Manual version bumps and hand-cut release tags should no longer be the default path. If Release Please is unavailable, follow the same invariants manually: cut the version on main, tag the merged main commit with vX.Y.Z, and publish only after the GitHub Release is created.

GitHub Release Notes Template

Use this as the starting point for each GitHub Release:

## Summary

- Short description of the release.

## Notable Changes

- Change 1
- Change 2

## Breaking Changes

- None

## Docs

- Docs site: https://docs.gitrole.dev

## Package

- npm: https://www.npmjs.com/package/gitrole

Keep the notes focused on externally meaningful changes.

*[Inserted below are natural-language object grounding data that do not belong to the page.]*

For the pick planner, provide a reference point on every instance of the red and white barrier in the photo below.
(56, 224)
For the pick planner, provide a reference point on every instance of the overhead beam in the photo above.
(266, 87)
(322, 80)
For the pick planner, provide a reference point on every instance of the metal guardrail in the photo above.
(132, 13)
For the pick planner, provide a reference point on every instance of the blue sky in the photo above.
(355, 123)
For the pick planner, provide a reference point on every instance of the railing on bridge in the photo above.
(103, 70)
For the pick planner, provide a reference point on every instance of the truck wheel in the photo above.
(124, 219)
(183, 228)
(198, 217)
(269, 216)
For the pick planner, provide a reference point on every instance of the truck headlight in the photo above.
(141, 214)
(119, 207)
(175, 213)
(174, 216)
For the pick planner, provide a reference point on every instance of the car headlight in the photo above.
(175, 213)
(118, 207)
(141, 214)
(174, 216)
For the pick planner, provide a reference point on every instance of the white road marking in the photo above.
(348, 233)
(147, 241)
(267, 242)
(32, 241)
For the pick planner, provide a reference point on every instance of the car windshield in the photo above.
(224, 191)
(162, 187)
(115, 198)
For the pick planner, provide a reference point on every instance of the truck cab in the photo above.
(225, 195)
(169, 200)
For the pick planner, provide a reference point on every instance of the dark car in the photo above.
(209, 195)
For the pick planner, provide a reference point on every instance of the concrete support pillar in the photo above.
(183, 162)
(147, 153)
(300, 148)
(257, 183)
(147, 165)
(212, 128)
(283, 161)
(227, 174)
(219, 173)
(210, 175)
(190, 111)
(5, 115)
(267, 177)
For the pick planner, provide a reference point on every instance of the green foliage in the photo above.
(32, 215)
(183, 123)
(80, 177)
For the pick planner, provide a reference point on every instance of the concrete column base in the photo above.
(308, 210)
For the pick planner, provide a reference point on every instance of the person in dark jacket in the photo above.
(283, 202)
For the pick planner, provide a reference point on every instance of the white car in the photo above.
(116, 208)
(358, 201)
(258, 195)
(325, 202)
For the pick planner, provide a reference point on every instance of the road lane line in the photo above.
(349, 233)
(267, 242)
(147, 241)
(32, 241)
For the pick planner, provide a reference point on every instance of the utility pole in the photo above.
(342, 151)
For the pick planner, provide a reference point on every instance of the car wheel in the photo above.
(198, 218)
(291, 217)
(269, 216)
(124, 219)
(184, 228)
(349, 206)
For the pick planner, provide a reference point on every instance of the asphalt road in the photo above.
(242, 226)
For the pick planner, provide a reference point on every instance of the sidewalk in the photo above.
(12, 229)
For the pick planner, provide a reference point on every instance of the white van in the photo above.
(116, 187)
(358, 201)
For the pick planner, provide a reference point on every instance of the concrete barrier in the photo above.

Pull request bodies are good input, but they are not the release note by themselves.

Branch Hygiene

  • Use pull requests to merge into main.
  • Keep main as the protected long-lived branch.
  • Delete merged topic branches once they are no longer needed.
  • Keep branch names short, readable, and scoped, for example feat/..., fix/..., docs/..., test/..., or ci/....
  • Reserve release tags for shipped versions only. Do not use ad hoc tags for temporary checkpoints.

Governance Expectations

  • Branch protection or rulesets should prevent direct pushes to main.
  • Required CI should stay green before merging.
  • Tag protections, when configured, should reserve v*.*.* tags for intentional releases.

Safe Automation

  • The repository includes .github/workflows/release-please.yml to manage the release PR, release tag, and GitHub Release for the root npm package. It should use a GitHub App token generated from the RELEASE_PLEASE_APP_ID Actions variable and the RELEASE_PLEASE_APP_PRIVATE_KEY secret; the default GITHUB_TOKEN is not sufficient because tags and releases created with it will not trigger .github/workflows/publish.yml.
  • The repository includes a tag-validation workflow for release tags. It validates version alignment and runs the release-confidence checks, but it does not publish to npm or create a GitHub Release automatically.
  • The repository also includes .github/workflows/publish.yml for npm Trusted Publishing. When npm Trusted Publishing is configured for this repository and workflow filename, a published GitHub Release can publish the tagged version to npm without an npm token.